Having badly misjudged the strength of inflation over the past year, central bankers are now anxious to convey the message that they are determined not to repeat the mistakes of the 1970s. So much the better, you might think, because that era told us that the long-term costs of allowing inflation to become entrenched far outweigh the short-term ones of bringing it under control.
Yet while the current threat of stagflation rhymes with the 1970s, the wider economic and financial context when Federal Reserve chair Paul Volcker started tightening policy in 1979 differed notably from today. Inflation was much higher and the advanced economies looked very different. It is important, then, to ponder the likely new mistakes of the 2020s.
The single most important difference, in terms of steering a course back to stable prices, relates to the huge accumulation of debt since that time. In the US, gross public debt as a percentage of gross domestic product rose from 34.3 per cent in 1982 to 127.0 per cent in 2021. A similar trend was apparent across the developed world. Debt levels in the corporate and household sectors were also on a rising trend during that period.
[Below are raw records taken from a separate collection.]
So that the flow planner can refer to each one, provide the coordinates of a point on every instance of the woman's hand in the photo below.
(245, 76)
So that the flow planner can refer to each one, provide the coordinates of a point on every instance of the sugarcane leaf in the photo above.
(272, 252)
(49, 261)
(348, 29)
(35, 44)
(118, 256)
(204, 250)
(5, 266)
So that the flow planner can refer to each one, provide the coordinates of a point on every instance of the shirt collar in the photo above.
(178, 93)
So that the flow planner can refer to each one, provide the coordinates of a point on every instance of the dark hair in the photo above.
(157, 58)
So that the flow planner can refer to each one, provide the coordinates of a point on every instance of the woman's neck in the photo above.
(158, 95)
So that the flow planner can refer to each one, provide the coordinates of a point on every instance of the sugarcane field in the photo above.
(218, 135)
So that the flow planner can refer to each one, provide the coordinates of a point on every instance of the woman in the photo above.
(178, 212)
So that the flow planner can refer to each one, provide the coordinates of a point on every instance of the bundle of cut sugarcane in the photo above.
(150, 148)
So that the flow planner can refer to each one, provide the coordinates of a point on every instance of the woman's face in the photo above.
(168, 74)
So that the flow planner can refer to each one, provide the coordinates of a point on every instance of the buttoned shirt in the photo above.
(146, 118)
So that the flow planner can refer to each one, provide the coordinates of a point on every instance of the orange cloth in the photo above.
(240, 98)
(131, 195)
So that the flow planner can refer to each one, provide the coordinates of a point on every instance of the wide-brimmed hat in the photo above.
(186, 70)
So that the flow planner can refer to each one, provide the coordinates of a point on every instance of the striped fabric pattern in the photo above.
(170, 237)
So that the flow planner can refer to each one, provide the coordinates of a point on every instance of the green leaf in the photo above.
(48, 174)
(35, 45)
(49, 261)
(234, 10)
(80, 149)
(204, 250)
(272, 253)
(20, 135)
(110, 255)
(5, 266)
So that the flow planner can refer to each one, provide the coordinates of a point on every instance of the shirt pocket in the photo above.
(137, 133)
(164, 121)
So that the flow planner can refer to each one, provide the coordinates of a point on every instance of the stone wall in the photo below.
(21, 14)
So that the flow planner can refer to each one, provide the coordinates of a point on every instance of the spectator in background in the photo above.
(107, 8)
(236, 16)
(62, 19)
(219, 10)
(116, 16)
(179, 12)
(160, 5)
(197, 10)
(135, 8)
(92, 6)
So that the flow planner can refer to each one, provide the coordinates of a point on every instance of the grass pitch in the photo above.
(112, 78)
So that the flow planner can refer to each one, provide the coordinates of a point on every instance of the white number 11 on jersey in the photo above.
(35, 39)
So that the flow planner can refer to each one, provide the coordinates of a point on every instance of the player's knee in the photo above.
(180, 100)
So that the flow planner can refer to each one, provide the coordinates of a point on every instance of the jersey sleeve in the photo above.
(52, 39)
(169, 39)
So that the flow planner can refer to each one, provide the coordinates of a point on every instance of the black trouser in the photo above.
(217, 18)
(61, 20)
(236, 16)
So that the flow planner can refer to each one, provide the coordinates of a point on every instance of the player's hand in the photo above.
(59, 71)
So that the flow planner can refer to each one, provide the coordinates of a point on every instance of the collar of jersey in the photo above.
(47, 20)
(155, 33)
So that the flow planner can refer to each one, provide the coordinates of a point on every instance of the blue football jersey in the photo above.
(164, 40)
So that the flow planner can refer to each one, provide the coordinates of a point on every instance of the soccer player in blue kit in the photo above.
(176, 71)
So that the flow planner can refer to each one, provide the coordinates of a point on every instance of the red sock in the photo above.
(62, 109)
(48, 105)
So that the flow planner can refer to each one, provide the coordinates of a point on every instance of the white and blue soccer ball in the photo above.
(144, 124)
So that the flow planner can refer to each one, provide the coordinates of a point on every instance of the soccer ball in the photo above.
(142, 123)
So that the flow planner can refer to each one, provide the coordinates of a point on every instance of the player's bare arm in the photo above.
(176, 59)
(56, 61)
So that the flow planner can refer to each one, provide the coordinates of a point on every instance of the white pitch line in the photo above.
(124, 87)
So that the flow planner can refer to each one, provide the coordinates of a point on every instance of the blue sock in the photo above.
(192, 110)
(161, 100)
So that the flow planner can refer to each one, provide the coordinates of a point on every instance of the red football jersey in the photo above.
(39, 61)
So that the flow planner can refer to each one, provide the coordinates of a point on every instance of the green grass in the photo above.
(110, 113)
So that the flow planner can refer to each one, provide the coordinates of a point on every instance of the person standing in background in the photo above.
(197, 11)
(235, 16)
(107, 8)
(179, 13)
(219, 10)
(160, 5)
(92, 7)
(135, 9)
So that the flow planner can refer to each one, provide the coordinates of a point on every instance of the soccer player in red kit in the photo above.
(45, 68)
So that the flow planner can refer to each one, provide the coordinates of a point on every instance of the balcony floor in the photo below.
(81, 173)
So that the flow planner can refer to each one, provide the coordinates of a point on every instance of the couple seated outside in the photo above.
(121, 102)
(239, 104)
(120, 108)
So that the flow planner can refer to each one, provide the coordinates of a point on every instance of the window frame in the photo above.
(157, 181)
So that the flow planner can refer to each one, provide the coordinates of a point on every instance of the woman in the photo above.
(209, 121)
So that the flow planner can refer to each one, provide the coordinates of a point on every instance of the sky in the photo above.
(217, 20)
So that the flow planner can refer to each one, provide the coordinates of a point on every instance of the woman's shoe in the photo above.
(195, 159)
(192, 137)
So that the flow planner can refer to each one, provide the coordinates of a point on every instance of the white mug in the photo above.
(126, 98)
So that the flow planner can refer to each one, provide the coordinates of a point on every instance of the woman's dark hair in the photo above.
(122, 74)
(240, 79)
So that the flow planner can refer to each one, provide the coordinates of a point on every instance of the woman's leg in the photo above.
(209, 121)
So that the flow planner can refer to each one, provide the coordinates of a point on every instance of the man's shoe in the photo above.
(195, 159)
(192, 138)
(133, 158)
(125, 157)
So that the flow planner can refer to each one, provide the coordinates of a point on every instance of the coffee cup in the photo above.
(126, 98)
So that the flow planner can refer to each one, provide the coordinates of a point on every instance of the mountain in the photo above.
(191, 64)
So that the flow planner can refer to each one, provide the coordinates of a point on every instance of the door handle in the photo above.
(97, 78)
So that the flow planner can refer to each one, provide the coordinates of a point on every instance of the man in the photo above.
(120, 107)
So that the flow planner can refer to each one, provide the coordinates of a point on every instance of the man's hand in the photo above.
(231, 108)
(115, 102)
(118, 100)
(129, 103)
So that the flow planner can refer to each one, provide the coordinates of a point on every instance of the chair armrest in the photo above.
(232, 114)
But why?
One fundamental cause was the supply-side shock whereby China, India and the eastern Europeans joined the world economy, cheapening labour relative to capital. This resulted in less investment and weaker demand in the advanced economies. Central banks compensated for this with looser monetary policy that distorted asset prices upwards relative to goods prices while securing debt dependent growth. Meantime, inflation remained quiescent, making it easy for central banks to keep within inflation targets introduced in the post-Volcker era.
Morally hazardous low interest rates encouraged further borrowing — an effect that ratcheted up after the 2007-09 financial crisis on the back of ultra-low and negative interest rates across the world, along with the central banks’ asset purchasing programmes. And then fiscal support during the pandemic resulted in the largest one-year debt surge since the second world war. The IMF estimates that public plus non-financial private debt rose by 28 percentage points in 2020 to 256 per cent of global GDP.
Such borrowing was relatively painless with ultra-low rates. It now becomes a debilitating vulnerability as pandemic-induced deficits rise and central banks raise interest rates and shrink their balance sheets to address burgeoning inflation. In the public sector borrowing costs naturally increase. Where central banks have engaged in large-scale asset purchases, higher interest rates will also reduce central bank remittances to governments.
The central banks have in effect replaced long-term debt with debt pegged to the overnight interest rate — the rate on bank reserves that financed their asset buying. The Bank for International Settlements says that as a result, in the largest advanced economies, as much as 30-50 per cent of marketable government debt is in effect overnight. In the process, losses on the sale of assets as bond yields rise and prices fall could raise politically awkward questions around whether central bank balance sheets should be strengthened with taxpayers’ money.
In the private sector, tighter policy brings rising debt servicing costs, with falling house and securities prices. The globalisation of capital flows since the 1980s also means that over-indebted emerging markets will be particularly hard hit by rising rates.
Changes in financial structure since Volcker’s day point to looming financial instability. The growth of the opaque derivatives markets, the rise of under-regulated shadow banks and a post-crisis regulatory environment that constrains banks’ ability to take securities on to their balance sheet in times of stress are unnerving features of modern markets. As Michael Howell of CrossBorder Capital has pointed out, the chief role of the financial system is no longer to take deposits and make loans but to refinance the debt that sustains global growth and consumption. This complex system is increasingly dependent on shaky collateral.
The successful control of inflation requires pre-emptive action. Yet central banks declare that they are data dependent and focus closely on inflation and employment numbers, which are lagging indicators. Fed chair Jay Powell, like most other central bankers, has minimal interest in money supply numbers, which are forward indicators. Tim Congdon of the University of Buckingham, whose forecasting record in relation to the current inflation is much better than that of the central banks, has noted that broad money growth in the US came to an almost complete halt in the six months to this July.
We have here the perfect recipe for monetary overkill and liquidity crises.